The Baksa killings, Bodo factions and Narendra Modi’s Northeast policies.
If the initial first few overs are anything to go by, then Prime Minister (PM) Narendra Modi’s opening spell in the Northeast has been disappointing. It is not unfamiliar territory for him; he has worked here earlier.
His dramatic election campaign and “quit Bangladeshi” notices had managed to grab some attention. But what has happened in the Northeast following Modi’s coronation? And why have these events failed to elicit an adequate response from the mainstream media?
In the same month that Modi became PM, Baksa, a district in Lower Assam suddenly turned bloody. In May, the district counted 50 dead bodies of Muslims killed, allegedly, by a splinter Bodo militant group called National Democratic Front of Bodoland-S. The dead are all civilians, including several children.
A few days ago, four more bodies were recovered. With virtually no provocation, an armed group that had earlier called for a ceasefire went berserk, killing Muslims and extorting from Hindu residents. Every day, there is news of abduction, a disappearance or a killing. Meanwhile, the state’s Home department gave the flimsiest excuse for the killings. They said Baksa is forested and since the villagers are residing inside the forest, it is difficult to control the area with a limited police force.
No minister from the Modi government has visited Baksa yet. Has this been highlighted?
In 2012, riots in the same area and around the same time killed more than a 100 people and displaced a few lakhs. The majority of the victims were Muslims. This is not as complicated an issue as it’s made out to be. It all started with land ownership and wet rice cultivation back when Muslims owned land and the Bodos were forest dwellers.
Since 1967, the Bodos have been demanding a separate state. Initially, they called it Udayachal, but later rejected the Sanskrit word for Bodoland. Two armed groups ran amok for decades, killing people at will and pushing lakhs of people out of what they claim is their land. One group – Bodo Liberation Tigers (BLT) joined the political system and they run the autonomous council. The other group, National Democratic Front of Bodoland (NDFB) is negotiating for their pound of flesh. The third one, NDFB (Songbijit) was created from the second and is still underground, carrying out these killings.
The Bodo leadership managed to get autonomy under the 6th Schedule though it was strongly resisted and contested by non-Bodo groups residing there. The statehood demand is also facing tough opposition. Muslims are its strongest opponents and that is why they are the targets of successive rounds of violence. (There is a conspiracy theory too, of an inner-party feud within the Congress fuelling this divide to discredit the government.)
The worrying question is whether it has the tacit approval of other sections and political parties, given that Assam politics has rested heavily on the illegal Bangaldeshi migrant issue and these victims are often identified as migrants, which is not entirely correct.
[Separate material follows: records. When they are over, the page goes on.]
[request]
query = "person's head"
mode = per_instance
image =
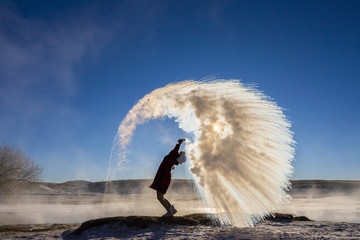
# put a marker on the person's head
(182, 157)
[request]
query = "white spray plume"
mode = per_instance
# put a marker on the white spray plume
(241, 147)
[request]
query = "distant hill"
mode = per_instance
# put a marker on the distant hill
(315, 188)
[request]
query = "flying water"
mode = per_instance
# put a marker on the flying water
(240, 150)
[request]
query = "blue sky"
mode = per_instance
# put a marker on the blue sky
(71, 70)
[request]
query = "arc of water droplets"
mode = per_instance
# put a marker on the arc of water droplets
(242, 145)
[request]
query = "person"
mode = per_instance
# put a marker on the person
(163, 177)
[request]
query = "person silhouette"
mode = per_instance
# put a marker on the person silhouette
(163, 177)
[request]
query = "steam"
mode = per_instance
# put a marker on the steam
(241, 147)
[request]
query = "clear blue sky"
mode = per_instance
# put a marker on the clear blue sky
(71, 70)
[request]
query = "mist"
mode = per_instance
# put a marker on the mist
(240, 149)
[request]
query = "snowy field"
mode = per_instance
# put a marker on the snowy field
(49, 211)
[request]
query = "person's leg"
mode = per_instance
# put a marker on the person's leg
(162, 200)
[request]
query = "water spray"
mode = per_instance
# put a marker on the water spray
(240, 150)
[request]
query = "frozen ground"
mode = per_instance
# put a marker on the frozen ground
(264, 230)
(52, 210)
The second most important signal that the Modi government has sent out on its Northeast policy is that it has no policy; it has only dumped the inconvenient governors to Northeastern states. So Kamla Beniwal from Gujarat gets Mizoram. Sheila Dixit in Kerala was asked to go to Nagaland. For years, the Indian government pursued an unwritten policy of posting ex-generals and retired IPS officers as governors to the Northeast. Modi has done away with that, but made it worse: a dumping ground. Why on earth would a Northeast posting sound like a punishment to Modi unless he too stereotypes it as an island where people are exiled.
This also points to a tactical error from the I-know-it-all PM. The Governor’s office is a very critical constitutional post. In fact, in the 5th Schedule and 6th Schedule areas, the Governors play pivotal roles that have been affected grievously because of random Governor appointments. One expected Modi to have seized the opportunity to restructure this systemic failure and take the gubernatorial responsibility much more seriously. The callousness of this move is a disappointing reminder that nothing may have changed despite electing a strong new government. They are as myopic as the previous ones – they have no vision and they fail to notice people and places far from the Centre.
(For those journalists who followed the last details of Muzaffarnagar riots and think Baksa is too far, a train ticket will cost you around 600 rupees only.)